State Sen. Len Suzio and the family of a convenience store clerk killed during a June robbery will be starting a petition calling for the state to suspend a program that allows inmates to earn credits toward an early release from prison.

Republican state Sen. Len Suzio

Suzio

Suzio and the victim’s family will launch the petition drive Friday afternoon outside of the EZ Mart on East Main Street in Meriden, where 70-year-old Ibrahim Ghazal was shot on June 27.

Frankie Resto, the man accused of killing Ghazal, was able to earn 199 days of credit while behind bars for a 2006 robbery conviction. Resto was released from prison in April and Suzio said Wednesday that those credits might have allowed him to walk free sooner than he should have.

Suzio’s office did not immediately say how many signatures the Republican state senator hopes to collect.

 

On Wednesday, Suzio, along state Victim Advocate Michelle Cruz and a member of the group Survivors of Homicide, called for the program’s suspension, saying violent criminals should not be eligible for credits toward an early release.

An official with Malloy administration has said that the credits did not enable Resto to be released early and said that Resto had been on probation at the time of the June shooting. The administration also says the program can’t be “suspended” as Suzio wants because it is a part of the state’s sentencing law.

Resto is currently facing a felony murder charge and is in jail on $3.1 million bond.

Republican and Democratic state lawmakers have long been at loggerheads over the credits program, which has allowed nearly 7,600 inmates to be released early since its inception.

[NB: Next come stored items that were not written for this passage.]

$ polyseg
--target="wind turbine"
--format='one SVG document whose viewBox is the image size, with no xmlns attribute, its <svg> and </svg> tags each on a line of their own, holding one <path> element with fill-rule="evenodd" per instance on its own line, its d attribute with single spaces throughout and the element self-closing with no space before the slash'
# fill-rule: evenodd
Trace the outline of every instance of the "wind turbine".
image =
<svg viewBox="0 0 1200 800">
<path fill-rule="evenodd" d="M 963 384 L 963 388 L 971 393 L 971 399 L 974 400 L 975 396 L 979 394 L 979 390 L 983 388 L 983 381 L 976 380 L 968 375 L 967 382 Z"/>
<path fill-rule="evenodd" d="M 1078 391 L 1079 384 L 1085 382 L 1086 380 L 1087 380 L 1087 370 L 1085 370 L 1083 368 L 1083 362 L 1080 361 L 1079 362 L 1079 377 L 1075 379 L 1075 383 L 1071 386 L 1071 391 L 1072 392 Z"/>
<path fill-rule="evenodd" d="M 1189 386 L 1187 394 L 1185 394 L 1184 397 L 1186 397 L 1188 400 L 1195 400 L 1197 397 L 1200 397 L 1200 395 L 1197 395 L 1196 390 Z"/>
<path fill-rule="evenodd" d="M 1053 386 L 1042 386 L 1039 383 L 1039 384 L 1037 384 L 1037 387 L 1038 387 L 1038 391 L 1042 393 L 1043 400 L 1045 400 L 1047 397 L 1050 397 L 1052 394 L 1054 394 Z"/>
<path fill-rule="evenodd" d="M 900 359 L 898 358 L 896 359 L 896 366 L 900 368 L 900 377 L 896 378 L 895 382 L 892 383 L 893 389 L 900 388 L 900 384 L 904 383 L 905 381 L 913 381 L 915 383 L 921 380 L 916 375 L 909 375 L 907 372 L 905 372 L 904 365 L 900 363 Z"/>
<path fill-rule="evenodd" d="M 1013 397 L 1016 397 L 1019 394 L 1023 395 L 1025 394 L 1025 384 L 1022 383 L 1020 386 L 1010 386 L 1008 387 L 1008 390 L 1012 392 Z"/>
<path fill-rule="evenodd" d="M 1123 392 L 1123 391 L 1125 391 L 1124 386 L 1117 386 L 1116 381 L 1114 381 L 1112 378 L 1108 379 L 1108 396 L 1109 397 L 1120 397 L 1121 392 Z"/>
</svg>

Opponents such as Suzio say the program allows inmates to earn credits for classes that aren’t rehabilitative or which the inmates have not completed. They also say that it gives too many violent criminals a chance to walk free before they should.

The 2011 legislation only excluded from eligibility people convicted of murder, felony murder, arson murder, home invasion, first-degree aggravated sexual assault and capital felonies.

But Democratic supporters of the law have said that criminals with violent pasts need to be eligible to participate in the credits program because those inmates are the ones most in need of rehabilitation. They say the program does require inmates to complete the courses and be evaluated by instructors and they say it has led to lower rates of violence within prison walls.

One Response to Suzio, Store Clerk’s Family To Petition To Suspend Early Release Program

  1. Forst Era Trooper says:

    The only cuts Malloy makes are always to public safety. Mike Lawlor has his fingerprints all over this ridiculous bill and has blood on his hands by this criminals acts when released from prison. We also have no death penalty on the books to give this animal. (Don’t give me the liberal mantra of workable and grief to the family as an excuse for the democrats cowardly repeal….) Remember in November and vote these liberal democrats out before they destroy Connecticut.